How to Accomplish Metadata-Driven EDM
Okay, so you agree to the premise that a metadata-driven enterprise data management approach is the right thing to do. Can you actually do it with existing tools? Probably not, unfortunately. Current metadata management tools are not able to effectively extract and couple all the metadata needed to produce a robust data lineage that must include identifying data stewards, transformation/integration rules, processes, metrics and security. Could you accomplish this with existing technology? Probably, but it would not be a trivial exercise.
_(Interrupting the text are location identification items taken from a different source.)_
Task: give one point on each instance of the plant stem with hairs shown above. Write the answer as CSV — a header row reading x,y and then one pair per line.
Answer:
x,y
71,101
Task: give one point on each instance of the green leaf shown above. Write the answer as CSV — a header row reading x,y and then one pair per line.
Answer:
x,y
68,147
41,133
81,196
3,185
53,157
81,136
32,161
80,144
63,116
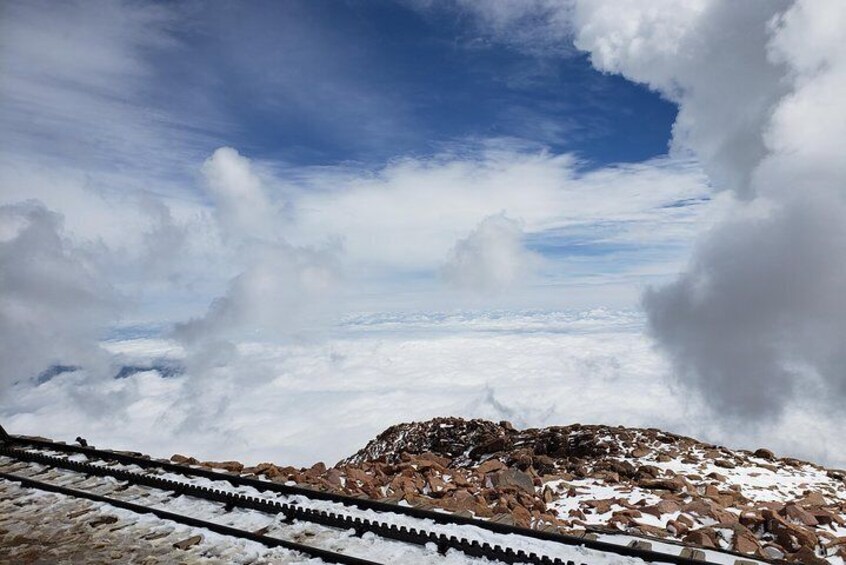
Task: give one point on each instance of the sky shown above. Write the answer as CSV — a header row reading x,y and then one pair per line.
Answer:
x,y
269,230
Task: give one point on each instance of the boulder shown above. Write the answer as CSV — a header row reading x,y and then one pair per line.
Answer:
x,y
513,478
764,454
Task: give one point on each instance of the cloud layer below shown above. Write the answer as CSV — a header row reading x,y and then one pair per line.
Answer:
x,y
308,401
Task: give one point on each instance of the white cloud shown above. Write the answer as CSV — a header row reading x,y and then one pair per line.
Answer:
x,y
755,324
296,403
55,305
426,205
241,205
492,257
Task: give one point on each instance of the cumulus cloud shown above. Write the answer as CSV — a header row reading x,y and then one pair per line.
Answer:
x,y
54,302
281,286
240,203
277,293
492,257
537,368
757,318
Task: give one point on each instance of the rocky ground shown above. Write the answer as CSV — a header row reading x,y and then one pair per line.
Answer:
x,y
597,478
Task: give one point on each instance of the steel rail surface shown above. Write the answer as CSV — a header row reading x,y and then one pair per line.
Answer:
x,y
323,554
365,504
294,512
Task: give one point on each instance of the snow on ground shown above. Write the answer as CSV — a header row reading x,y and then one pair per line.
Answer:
x,y
368,546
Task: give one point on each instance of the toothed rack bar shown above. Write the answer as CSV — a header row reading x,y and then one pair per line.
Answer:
x,y
291,511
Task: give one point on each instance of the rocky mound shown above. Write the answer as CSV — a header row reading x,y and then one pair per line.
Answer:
x,y
603,479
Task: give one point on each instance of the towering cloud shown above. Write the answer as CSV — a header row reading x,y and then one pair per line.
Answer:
x,y
54,305
280,286
761,307
491,257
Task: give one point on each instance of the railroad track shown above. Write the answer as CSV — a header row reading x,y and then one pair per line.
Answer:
x,y
288,504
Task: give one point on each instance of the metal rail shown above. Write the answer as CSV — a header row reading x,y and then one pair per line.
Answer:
x,y
293,512
326,555
366,504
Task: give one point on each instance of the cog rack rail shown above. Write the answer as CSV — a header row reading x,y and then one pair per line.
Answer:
x,y
10,447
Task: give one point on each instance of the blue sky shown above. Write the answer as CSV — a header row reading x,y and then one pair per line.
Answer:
x,y
238,183
316,83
What is the answer to this conundrum? There are many factors which will help you decide which route to take. First, is your organization managing its metadata at the enterprise level currently? If so, you are on the path to success with a metadata-driven EDM approach. If not, rally the troops and educate your organization and its management on the critical nature of metadata management. Sarbanes-Oxley (SOX) can be a good place to start! Management already understands the importance of Sarbanes-Oxley compliance. Metadata management can make gathering the legally required information for SOX a breeze.
The first step in any data-related project – or any project actually – is requirements gathering. Really understand the metadata requirements for your organization. Can the metadata-driven approach satisfy most of these requirements? If so, you can make a business case to continue your quest. Create a metadata model to help you understand these requirements. In the future, this model may become the basis for extending your current MME.
For some organizations, a large data warehousing project provides a great place to start driving this approach. To successfully build and administer a data warehouse, metadata must be clearly understood and managed. On the sourcing end of the warehouse, metadata describes where the data is extracted, who owns it, what transformations and mappings must occur to get it into the warehouse plus any cleansing activities. Operational metadata is required to properly manage, distribute and secure the data in the data warehouse. Building or interfacing with the data delivery layer of a data warehouse can be enhanced by well-managed metadata. If you are extracting data from the warehouse into marts, use your MME to capture, track and report on the destination for each data element and what rules are applied. Operational metrics may also be part of your MME. Obviously, a great deal of metadata is created and should be managed within the data warehouse. Since a data warehouse project is an area that is fairly well understood, unlike some of our legacy OLTP systems, it is often a good starting point for a metadata-driven EDM approach.
Sound like a big job? It is. This is why we are all counting on the metadata repository vendors to continue expanding and enhancing their products in the years to come. An MME must provide a way to capture, associate, maintain, navigate and report on the most valuable asset in your organization – metadata.
In the final analysis, it is obvious that a metadata-driven EDM is the best way to care for your data, but few organizations are ready for the cultural and technical challenges it presents. By continuing to grow awareness of the essential value of enterprise data and metadata management, by urging software vendors to embrace this vision, and by continuing to support the principles, processes and practices of good data management, we lay the foundation for future realization of metadata-driven enterprise data management.